On 2/3/14 Akamai’s stock price dropped 3.5%. Some suggested that an article from Dan Rayburn, regarding Apple building out it’s own CDN, might have caused the drop. However, it’s hard to say since the overall stock market dropped more than 2%. In general, it was just a bad day for stocks. AT&T dropped 4%, Level 3 dropped 3.4%, and Yahoo dropped 3%. My gut tells me that Akamai’s stock price would have dropped regardless of the article.

CDN Build-Out

For now, let’s assume that Apple is building their own CDN. For starters, building a CDN takes two years, minimum. Hiring a top notch team of experienced CDN engineers, to build a robust CDN is just the beginning. The other element to consider is time, it takes months and months of live production testing, maybe even 1-2 years, to work out all the bugs. It took Microsoft years to build a CDN, and they are a technology company. Bottom line, its going to be more difficult for Apple to build out a CDN than Netlflix. Netflix is all long tail content. Apple on the other hand, needs to deliver small files and large files. The mixture of content these types requires the development of a dozen features.

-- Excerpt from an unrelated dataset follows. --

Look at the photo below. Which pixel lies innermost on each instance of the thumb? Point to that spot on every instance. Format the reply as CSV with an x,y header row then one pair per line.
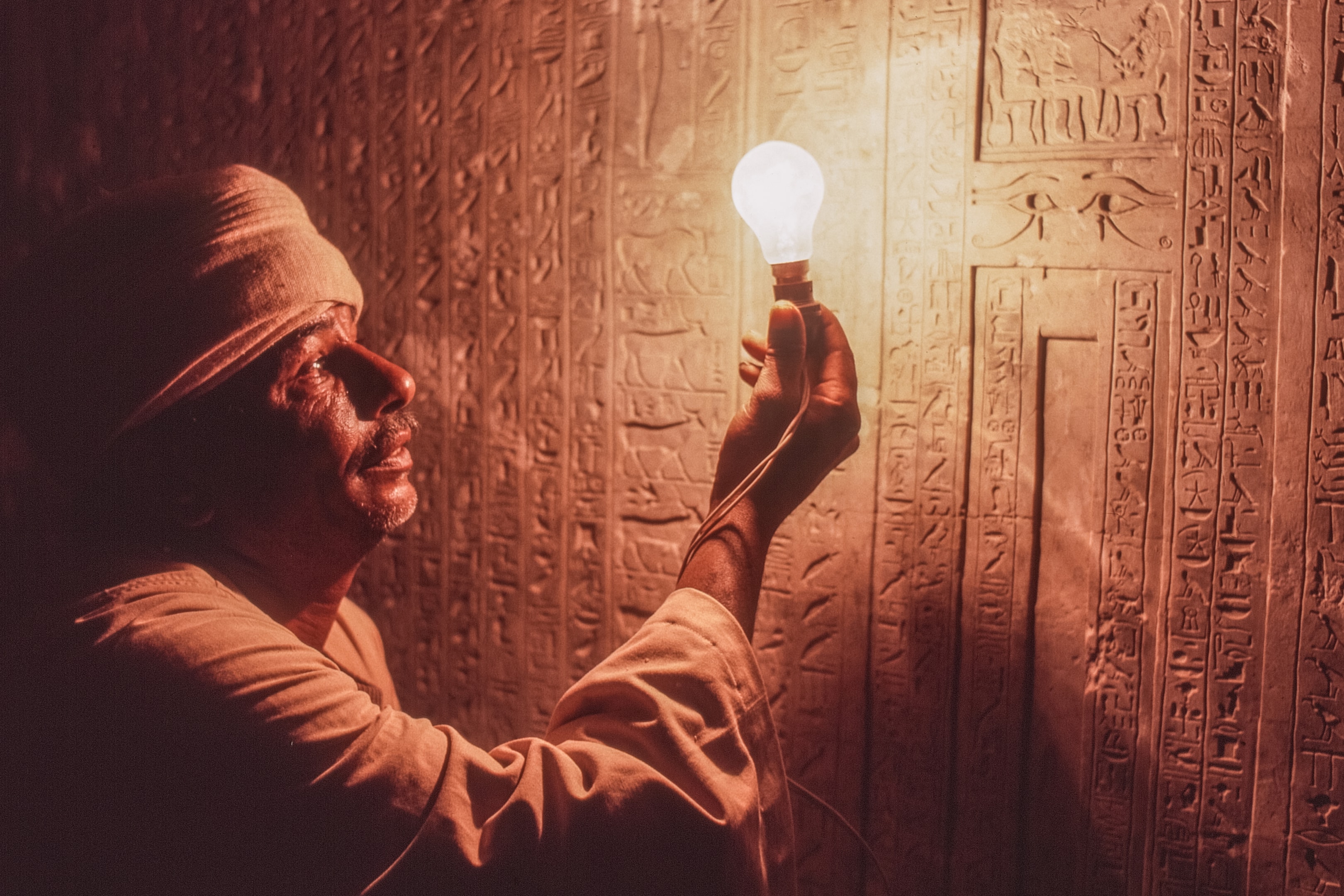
x,y
779,390
787,342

Impact to Akamai’s Annual Revenue

If Apple builds a robust CDN successfully, what are the chances it relies completely on its own CDN? My guess is zero. If Netflix and Microsoft rely on Akamai for delivery, even after building out their own CDN,  Apple will do the same. Now let’s assume that Apple does terminate its agreement with Akamai; the financial impact to Akamai’s top line is trivial. Akamai’s 2013 revenue is $1.5B. In two years, with 10% annual growth, Akamai is set to generate $1.8 billion in annual revenue. Now lets subtract Apple’s payment to Akamai, and add Prolexic’s incremental revenue; $1.8B annual revenue – $100M from Apple + incremental revenue for Prolexic = trivial amount.

Conclusion

Akamai is going to continue as it has been for the last few years, regardless of what Apple does. If Apple builds a CDN, it will have to  rely on Akamai for some part of the delivery, just like Microsoft and Netlflix. The loss of $50M per year, or whatever it is, will be absorbed by their $1.8B in annual revenue. Finally, let’s not forget that Akamai is one hop away from AT&T’s last mile customers; it would be in the best interest of Apple, to continue to use Akamai for some part of the delivery, in order to have quicker access to AT&T’s last mile customer base.